Dr. Richard Feifer, senior vice president and chief medical officer at Genesis HealthCare, said and they said they are doing their best to obtain them.
“There is a worldwide shortage,” Feifer said.
He said they are using the same gown for several patients in a row when they typically would be changing gowns for every patient.
Feifer said there have been 35 deaths at Kimberly Hall North in Windsor and he wishes he had an explanation for what happened.
“I wish I could tell you exactly why at that facility they had so many,” Feifer said.
He said it speaks to how much “we don’t know yet about this virus. About how exactly it is so contagious and how to contain it.”
He said there needs to be greater production of PPE. Fighting over an inadequate supply, he said, is still going to lead to “too losers and many deaths.”
“Production is critical,” he added. “Whether it’s through the Defense Production Act or some other means.”
Paul Liistro, managing partner in three nursing facilities, said you have to order PPE in large lots and you have to send money in advance and not all the PPE you ordered gets delivered.
“Sometimes 50% of it comes, but 100% of your money went,” Liistro added. “You hope the other 50% comes.”
He said everyone in the world is looking for gowns.
Martin Sbriglio, CEO of Ryders Health Management, said the states are picking up as much supply as they can and as a result they are bidding against each other.
“There’s a bidding war,” Sbriglio said. “The states are buying up as much product as they can. This isn’t the governor’s fault.”
Nursing homes aren’t the only ones vying for PPE.
Barry Simon, president & CEO of Oak Hill, a provider of day and residential services for people with developmental disabilities, said the pandemic has left clients and staff vulnerable.
“This virus doesn’t care whether people live in a nursing home or a hospital or a residential home for people with disabilities,” Simon said. “By the nature of their needs, our residents are among the most vulnerable to the coronavirus. When they get sick, we have limited ability to quarantine and not enough PPE to protect our caregivers.”
He said they have 80 group homes and are only allowed to request PPE on a house-by-house basis for every home with a client that tests positive. Simon said if a staff member tested positive there’s no greater access to PPE.
Gian-Carl Casa, president & CEO of The Alliance, said they are seeking a coordinated effort from the state. He said the state has made progress on distributing PPE, “but it’s very spotty.”
He said they found some people are getting it and some people are not. He said there needs to be a centralized effort for distribution.
“We are continuing to get orders out every day,” Josh Geballe, Gov. Ned Lamont’s chief operating officer, said. “But there are still areas where there are gaps.”
He said there are shortages across the globe of surgical gowns and swabs for testing.
The other problem is testing.
Simon said their staffers are still not considered first responders and are having difficulty obtaining tests if they end up with symptoms or come into contact with someone who is positive.

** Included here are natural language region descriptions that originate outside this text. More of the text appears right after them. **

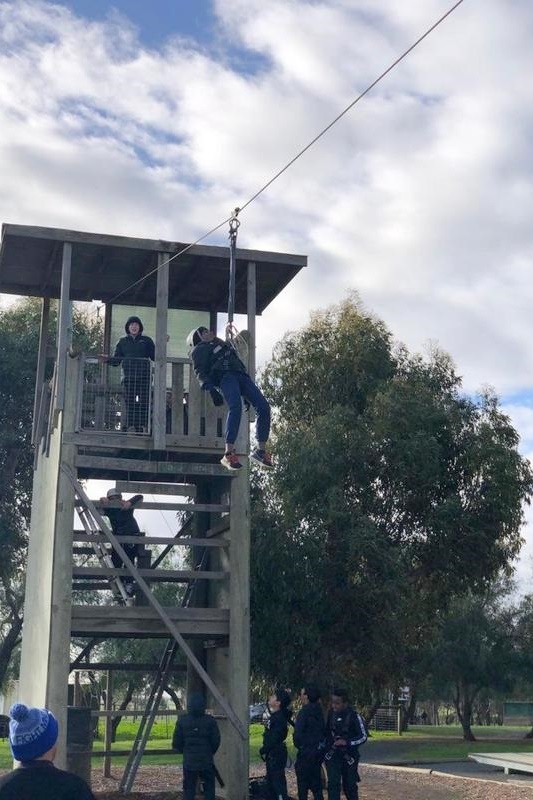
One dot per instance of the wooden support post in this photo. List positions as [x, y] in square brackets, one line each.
[108, 739]
[160, 374]
[77, 699]
[41, 365]
[64, 336]
[107, 329]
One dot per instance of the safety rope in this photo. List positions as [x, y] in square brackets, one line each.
[233, 228]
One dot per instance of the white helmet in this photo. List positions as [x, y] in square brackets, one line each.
[194, 336]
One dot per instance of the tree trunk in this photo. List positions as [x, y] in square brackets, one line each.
[408, 712]
[174, 697]
[464, 712]
[11, 640]
[122, 707]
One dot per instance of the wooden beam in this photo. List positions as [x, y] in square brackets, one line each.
[64, 324]
[181, 468]
[220, 527]
[205, 508]
[41, 365]
[175, 541]
[121, 666]
[144, 487]
[157, 575]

“Should we not test people who have been exposed?” Simon asked.
Gov. Ned Lamont said the state is currently averaging 2,600 tests per day and expects to increase that amount. He said the state hopes to reach 1.5 million tests by mid-May.
“Testing is so key to us being able to reopen our economy again,” Lamont said.
He said at the moment they are only able to test people who are showing symptoms when 40% of the people who have the virus don’t show any symptoms.
The state is still struggling to get the reagents and the swabs necessary to do the testing.
Lamont said as far as PPE is concerned they got 100,000 N95 masks and 2 million surgical masks they are distributing.
As of Tuesday, there were 20,360 Connecticut residents who have tested positive for the virus and 1,423 have died. Specific data related to nursing home data will be reported on Thursday.
In the meantime, groups like Masks For Heroes have over the last few days delivered 130,000 masks to over 300 nursing homes and another 70,000 to senior housing facilities. The group has delivered more than 600,000 masks to almost every town in the state.
Governor Lamont’s COVID-19 briefing for Tuesday is scheduled for 4 p.m.
As of Tuesday, April 21, the state had reported 1,949 patients hospitalized with COVID-19. The state had 20,360 confirmed cases, and 1,423 fatalities associated with the disease. A total of 64,192 patients had been tested.